Even so, Max’s charmed life reveals itself yet again.Dolly also owns his mother, Princess, and she’s babying her baby.

And he’s really loving it.

Jackie Boudreaux, head of the St. Charles Humane Society, also expressed gratitude for the parish’s judicial system taking these cases seriously.

“It is very disheartening to know someone purposely brought harm to pets as what happened in Mimosa area,” Boudreaux said. “On behalf of the St. Charles Humane Society, we are fortunate in knowing our parish judicial system takes such matters quite seriously and will handle this case as they have in past cases where animal harm, neglect and/or abuse was proven.”

Jeff Dorson, executive director of the Humane Society of Louisiana, who agreed with Boudreaux, said animal abuse is becoming less tolerated in Louisiana.

“We are seeing law enforcement agencies aggressively enforcing the anti-cruelty laws and new collaborative partnerships between rescue groups, humane societies and police,” Dorson said.

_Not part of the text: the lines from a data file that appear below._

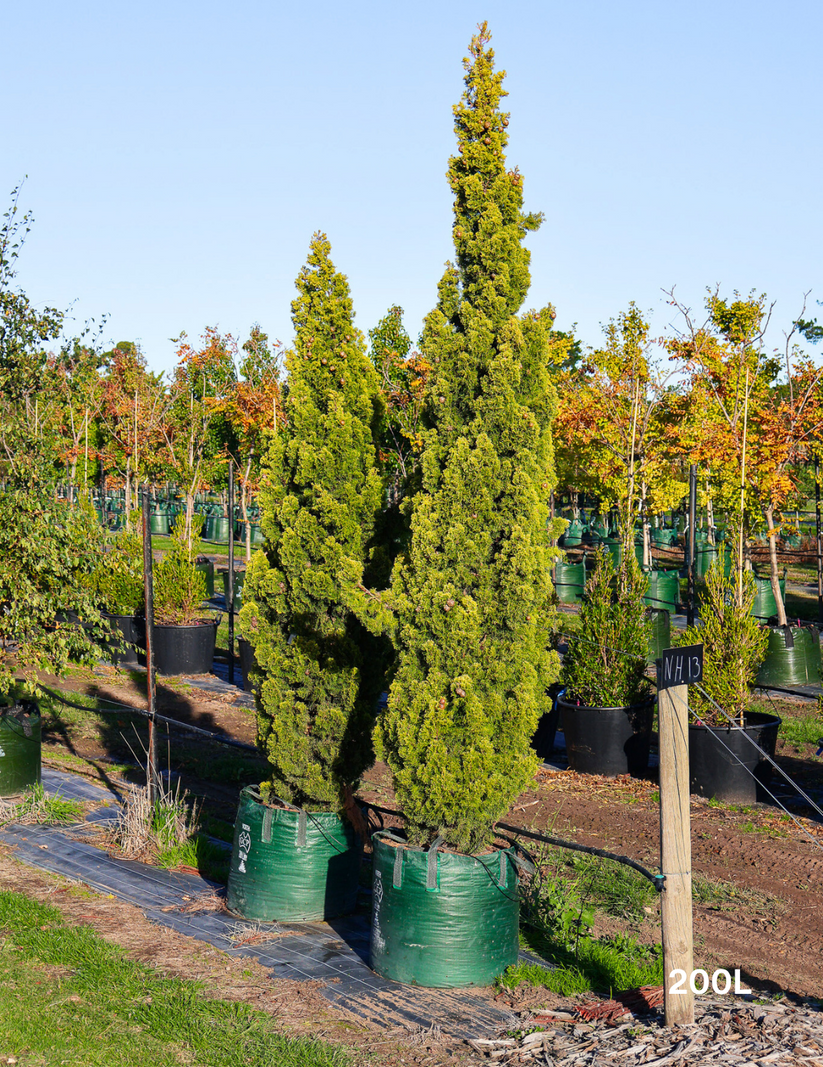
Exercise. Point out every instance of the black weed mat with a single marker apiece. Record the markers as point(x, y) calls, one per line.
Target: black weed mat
point(334, 953)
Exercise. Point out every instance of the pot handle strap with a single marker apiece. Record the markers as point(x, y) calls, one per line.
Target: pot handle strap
point(431, 876)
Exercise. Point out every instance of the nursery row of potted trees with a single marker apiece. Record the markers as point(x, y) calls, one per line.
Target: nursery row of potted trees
point(445, 599)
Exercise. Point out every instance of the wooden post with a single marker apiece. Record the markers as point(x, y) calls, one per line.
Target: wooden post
point(676, 854)
point(819, 539)
point(231, 576)
point(153, 774)
point(692, 543)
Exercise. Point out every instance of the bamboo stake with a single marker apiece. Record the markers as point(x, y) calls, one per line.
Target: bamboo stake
point(676, 855)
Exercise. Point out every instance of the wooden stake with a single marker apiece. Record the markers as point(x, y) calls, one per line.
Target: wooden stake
point(153, 774)
point(676, 855)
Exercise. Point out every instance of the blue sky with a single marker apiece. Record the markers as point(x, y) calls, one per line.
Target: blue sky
point(179, 156)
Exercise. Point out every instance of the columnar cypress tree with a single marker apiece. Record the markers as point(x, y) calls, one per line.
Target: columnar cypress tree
point(320, 492)
point(472, 598)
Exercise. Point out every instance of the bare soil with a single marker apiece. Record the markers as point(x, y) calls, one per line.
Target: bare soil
point(771, 926)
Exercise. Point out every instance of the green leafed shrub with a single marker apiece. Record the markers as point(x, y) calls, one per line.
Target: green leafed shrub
point(605, 664)
point(733, 642)
point(472, 594)
point(49, 551)
point(179, 587)
point(319, 497)
point(117, 578)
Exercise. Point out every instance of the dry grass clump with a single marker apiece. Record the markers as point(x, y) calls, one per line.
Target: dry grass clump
point(35, 807)
point(144, 830)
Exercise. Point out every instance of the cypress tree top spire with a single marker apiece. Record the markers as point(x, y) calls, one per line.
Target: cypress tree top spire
point(472, 596)
point(320, 493)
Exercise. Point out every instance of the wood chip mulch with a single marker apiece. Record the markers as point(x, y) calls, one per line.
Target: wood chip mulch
point(630, 1032)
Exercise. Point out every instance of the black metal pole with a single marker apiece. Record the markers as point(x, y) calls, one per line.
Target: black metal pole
point(231, 582)
point(692, 542)
point(820, 541)
point(148, 592)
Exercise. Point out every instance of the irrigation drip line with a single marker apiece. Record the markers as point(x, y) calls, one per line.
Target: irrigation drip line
point(655, 879)
point(748, 770)
point(158, 718)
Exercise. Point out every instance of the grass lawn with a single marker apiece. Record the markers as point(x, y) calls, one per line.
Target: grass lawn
point(70, 998)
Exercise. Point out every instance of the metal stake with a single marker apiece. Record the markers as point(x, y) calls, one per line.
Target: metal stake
point(820, 541)
point(231, 582)
point(691, 558)
point(148, 592)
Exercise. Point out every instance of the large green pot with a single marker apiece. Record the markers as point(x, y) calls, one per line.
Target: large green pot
point(764, 605)
point(206, 567)
point(291, 865)
point(660, 639)
point(791, 662)
point(663, 537)
point(615, 548)
point(570, 582)
point(664, 590)
point(216, 529)
point(705, 556)
point(573, 535)
point(158, 523)
point(19, 747)
point(442, 919)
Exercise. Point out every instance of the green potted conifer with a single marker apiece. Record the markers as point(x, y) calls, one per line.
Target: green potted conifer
point(723, 763)
point(185, 635)
point(607, 702)
point(471, 595)
point(316, 673)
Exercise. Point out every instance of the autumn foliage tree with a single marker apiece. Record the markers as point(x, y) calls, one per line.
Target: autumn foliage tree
point(471, 599)
point(756, 414)
point(254, 409)
point(319, 496)
point(615, 418)
point(194, 424)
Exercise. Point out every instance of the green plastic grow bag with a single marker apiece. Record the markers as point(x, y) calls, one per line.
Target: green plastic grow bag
point(206, 567)
point(158, 523)
point(19, 748)
point(573, 535)
point(791, 662)
point(291, 865)
point(441, 919)
point(661, 634)
point(664, 590)
point(764, 605)
point(570, 582)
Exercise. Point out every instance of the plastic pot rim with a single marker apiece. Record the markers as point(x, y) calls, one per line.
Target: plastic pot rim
point(768, 720)
point(563, 702)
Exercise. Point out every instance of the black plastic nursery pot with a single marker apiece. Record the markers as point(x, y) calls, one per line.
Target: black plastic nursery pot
point(792, 656)
point(442, 919)
point(291, 865)
point(722, 760)
point(132, 630)
point(542, 742)
point(19, 747)
point(570, 582)
point(184, 650)
point(247, 661)
point(607, 741)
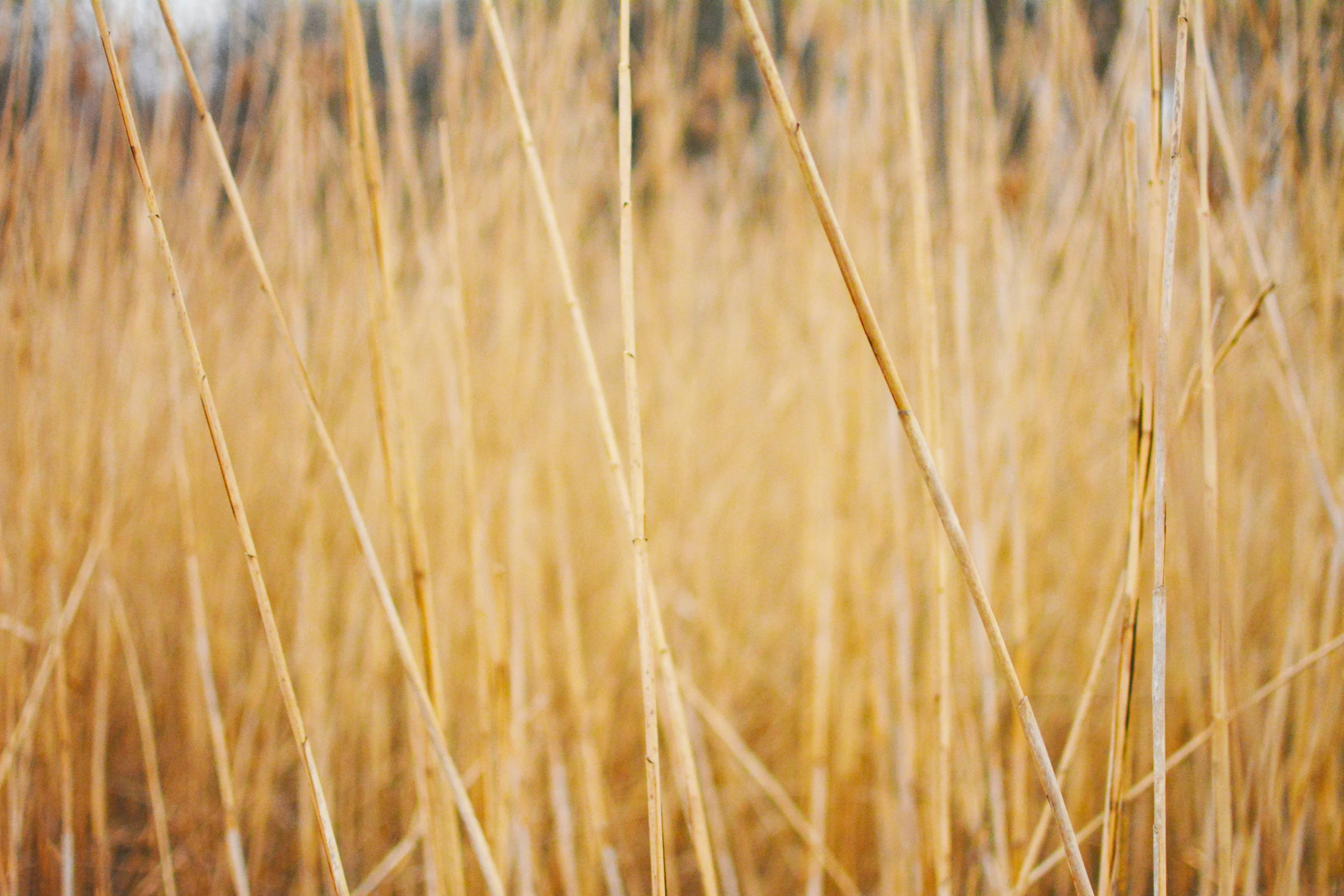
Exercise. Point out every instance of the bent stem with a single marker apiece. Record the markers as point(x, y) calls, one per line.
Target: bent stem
point(924, 457)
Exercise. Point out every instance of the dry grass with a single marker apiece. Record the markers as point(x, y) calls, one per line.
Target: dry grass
point(416, 250)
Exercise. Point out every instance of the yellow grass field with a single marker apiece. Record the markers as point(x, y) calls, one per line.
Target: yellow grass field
point(585, 448)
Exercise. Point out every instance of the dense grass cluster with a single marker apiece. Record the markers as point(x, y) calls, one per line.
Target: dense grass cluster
point(690, 599)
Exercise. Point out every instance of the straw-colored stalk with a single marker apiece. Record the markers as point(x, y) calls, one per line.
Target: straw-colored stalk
point(208, 399)
point(401, 641)
point(601, 855)
point(1260, 266)
point(148, 740)
point(450, 844)
point(1187, 750)
point(389, 358)
point(201, 635)
point(929, 376)
point(1077, 727)
point(679, 734)
point(1160, 375)
point(66, 764)
point(98, 752)
point(1220, 766)
point(924, 457)
point(635, 444)
point(963, 226)
point(1136, 455)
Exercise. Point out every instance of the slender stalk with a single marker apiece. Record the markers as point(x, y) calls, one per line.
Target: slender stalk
point(597, 827)
point(1220, 766)
point(924, 457)
point(1138, 456)
point(1164, 321)
point(929, 376)
point(98, 752)
point(148, 740)
point(483, 610)
point(679, 734)
point(66, 764)
point(1188, 748)
point(401, 641)
point(217, 437)
point(1284, 354)
point(389, 348)
point(201, 636)
point(635, 444)
point(963, 226)
point(1077, 727)
point(1194, 381)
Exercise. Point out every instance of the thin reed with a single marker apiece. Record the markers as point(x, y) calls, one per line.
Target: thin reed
point(575, 532)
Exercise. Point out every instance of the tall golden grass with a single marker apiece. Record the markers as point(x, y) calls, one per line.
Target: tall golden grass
point(585, 548)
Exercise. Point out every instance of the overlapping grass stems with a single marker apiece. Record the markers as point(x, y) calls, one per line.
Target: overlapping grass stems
point(819, 708)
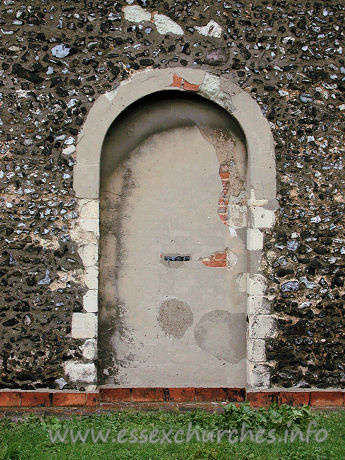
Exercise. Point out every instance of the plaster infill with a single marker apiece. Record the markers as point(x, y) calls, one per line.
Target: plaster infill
point(256, 216)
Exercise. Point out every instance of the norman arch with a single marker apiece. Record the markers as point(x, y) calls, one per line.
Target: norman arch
point(250, 217)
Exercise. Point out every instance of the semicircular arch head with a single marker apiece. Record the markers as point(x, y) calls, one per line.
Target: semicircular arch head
point(250, 219)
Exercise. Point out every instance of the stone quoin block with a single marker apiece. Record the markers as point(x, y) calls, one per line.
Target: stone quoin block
point(10, 398)
point(258, 305)
point(84, 325)
point(255, 239)
point(81, 372)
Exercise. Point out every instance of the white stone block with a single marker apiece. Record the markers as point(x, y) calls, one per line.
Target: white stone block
point(89, 349)
point(81, 372)
point(258, 305)
point(210, 85)
point(256, 285)
point(256, 350)
point(212, 29)
point(261, 217)
point(258, 375)
point(136, 13)
point(84, 325)
point(261, 326)
point(255, 239)
point(90, 301)
point(90, 225)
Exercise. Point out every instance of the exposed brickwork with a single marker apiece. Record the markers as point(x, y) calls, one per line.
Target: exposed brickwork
point(179, 82)
point(106, 397)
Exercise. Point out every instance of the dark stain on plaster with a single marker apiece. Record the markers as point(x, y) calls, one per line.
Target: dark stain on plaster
point(175, 317)
point(222, 335)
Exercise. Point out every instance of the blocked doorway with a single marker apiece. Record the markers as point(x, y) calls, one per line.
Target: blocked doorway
point(172, 290)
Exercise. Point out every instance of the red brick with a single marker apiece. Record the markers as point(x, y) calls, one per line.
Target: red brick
point(92, 399)
point(294, 398)
point(181, 394)
point(236, 394)
point(115, 394)
point(190, 86)
point(9, 398)
point(262, 399)
point(35, 399)
point(177, 81)
point(148, 394)
point(69, 399)
point(326, 398)
point(211, 394)
point(214, 263)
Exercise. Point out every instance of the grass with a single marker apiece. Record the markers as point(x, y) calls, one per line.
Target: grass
point(29, 437)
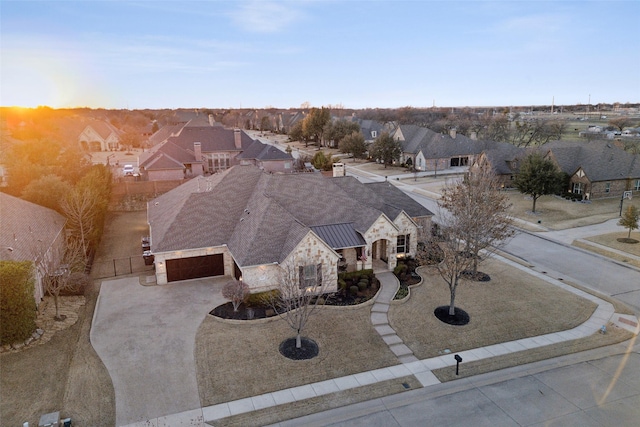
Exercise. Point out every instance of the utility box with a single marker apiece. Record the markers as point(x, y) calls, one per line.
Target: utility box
point(51, 419)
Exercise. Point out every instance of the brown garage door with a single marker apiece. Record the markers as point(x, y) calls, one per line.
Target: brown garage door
point(195, 267)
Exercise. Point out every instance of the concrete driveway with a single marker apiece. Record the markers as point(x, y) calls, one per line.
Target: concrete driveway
point(145, 335)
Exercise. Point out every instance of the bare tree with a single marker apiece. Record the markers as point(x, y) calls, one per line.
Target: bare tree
point(480, 210)
point(80, 209)
point(300, 289)
point(236, 291)
point(630, 219)
point(455, 259)
point(63, 270)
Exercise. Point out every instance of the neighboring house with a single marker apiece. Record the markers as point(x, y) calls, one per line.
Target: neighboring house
point(596, 169)
point(38, 237)
point(266, 157)
point(200, 148)
point(371, 130)
point(503, 159)
point(99, 135)
point(427, 150)
point(247, 223)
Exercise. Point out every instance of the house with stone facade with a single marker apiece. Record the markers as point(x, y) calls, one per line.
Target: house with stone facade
point(427, 150)
point(31, 232)
point(596, 169)
point(99, 135)
point(503, 159)
point(245, 222)
point(202, 147)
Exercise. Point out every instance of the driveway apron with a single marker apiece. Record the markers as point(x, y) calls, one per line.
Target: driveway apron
point(145, 335)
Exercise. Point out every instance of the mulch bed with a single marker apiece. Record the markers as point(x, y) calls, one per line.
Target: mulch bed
point(460, 317)
point(308, 349)
point(478, 276)
point(225, 311)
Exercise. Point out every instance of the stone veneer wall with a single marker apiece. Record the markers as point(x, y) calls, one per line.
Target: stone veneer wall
point(406, 226)
point(382, 229)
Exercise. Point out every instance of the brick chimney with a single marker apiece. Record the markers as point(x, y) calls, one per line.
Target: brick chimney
point(237, 138)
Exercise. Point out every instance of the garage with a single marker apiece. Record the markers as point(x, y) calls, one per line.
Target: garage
point(195, 267)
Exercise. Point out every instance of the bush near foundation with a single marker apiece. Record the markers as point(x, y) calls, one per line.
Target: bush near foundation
point(17, 306)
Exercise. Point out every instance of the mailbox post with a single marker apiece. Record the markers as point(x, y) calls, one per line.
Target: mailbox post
point(458, 360)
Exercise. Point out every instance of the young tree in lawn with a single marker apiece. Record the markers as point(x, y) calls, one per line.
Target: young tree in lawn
point(630, 219)
point(314, 124)
point(296, 133)
point(386, 149)
point(480, 210)
point(455, 259)
point(537, 177)
point(236, 291)
point(300, 288)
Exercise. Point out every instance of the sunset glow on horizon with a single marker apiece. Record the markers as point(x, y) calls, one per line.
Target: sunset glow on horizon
point(254, 54)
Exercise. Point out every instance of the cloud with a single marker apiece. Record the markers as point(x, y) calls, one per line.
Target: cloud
point(266, 16)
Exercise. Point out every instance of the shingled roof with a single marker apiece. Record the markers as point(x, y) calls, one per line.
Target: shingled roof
point(435, 145)
point(261, 217)
point(263, 152)
point(600, 160)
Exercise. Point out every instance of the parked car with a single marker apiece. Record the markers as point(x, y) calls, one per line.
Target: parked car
point(148, 257)
point(146, 243)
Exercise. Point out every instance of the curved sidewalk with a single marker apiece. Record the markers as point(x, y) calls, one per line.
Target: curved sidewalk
point(420, 369)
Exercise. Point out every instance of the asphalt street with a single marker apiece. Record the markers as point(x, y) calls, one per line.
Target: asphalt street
point(596, 388)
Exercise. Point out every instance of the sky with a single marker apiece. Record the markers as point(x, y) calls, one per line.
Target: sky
point(283, 54)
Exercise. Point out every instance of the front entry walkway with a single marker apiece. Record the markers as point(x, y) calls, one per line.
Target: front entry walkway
point(388, 287)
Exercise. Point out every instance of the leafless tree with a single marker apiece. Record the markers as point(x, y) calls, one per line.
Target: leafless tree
point(236, 291)
point(455, 259)
point(480, 211)
point(300, 290)
point(62, 271)
point(80, 209)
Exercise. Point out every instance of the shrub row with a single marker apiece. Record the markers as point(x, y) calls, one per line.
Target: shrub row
point(17, 306)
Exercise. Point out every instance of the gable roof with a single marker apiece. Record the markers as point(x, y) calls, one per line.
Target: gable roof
point(339, 236)
point(415, 139)
point(501, 156)
point(600, 160)
point(168, 156)
point(26, 235)
point(178, 147)
point(262, 217)
point(211, 138)
point(103, 128)
point(264, 152)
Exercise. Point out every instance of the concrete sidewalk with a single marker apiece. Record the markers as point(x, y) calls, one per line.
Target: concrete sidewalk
point(420, 369)
point(598, 387)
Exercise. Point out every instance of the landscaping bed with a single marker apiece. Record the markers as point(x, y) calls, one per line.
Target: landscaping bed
point(354, 288)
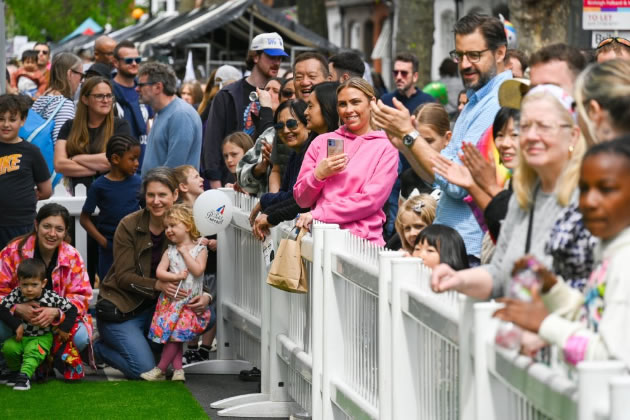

Social media is playing a larger part in resolving crimes, he said.

“We are seeing complaints and photos of suspected criminal activity being shared on line, which creates for quicker responses from the authorities and a higher level of accountability,” he add.  “Pet owners are also using social media, as was the case with ‘Max,’ not only to raise awareness of animal cruelty but to raise significant funds for medical care when animals are victimized.”

Dolly Dicken said they’re grateful to those who helped them and mostly appreciative their cat survived, but she’s saddened that someone could hurt an innocent animal.

“If you have a problem with an animal, talk to the owner and maybe you can solve the problem,” she said. “Don’t take the law in your hands and shoot an animal.”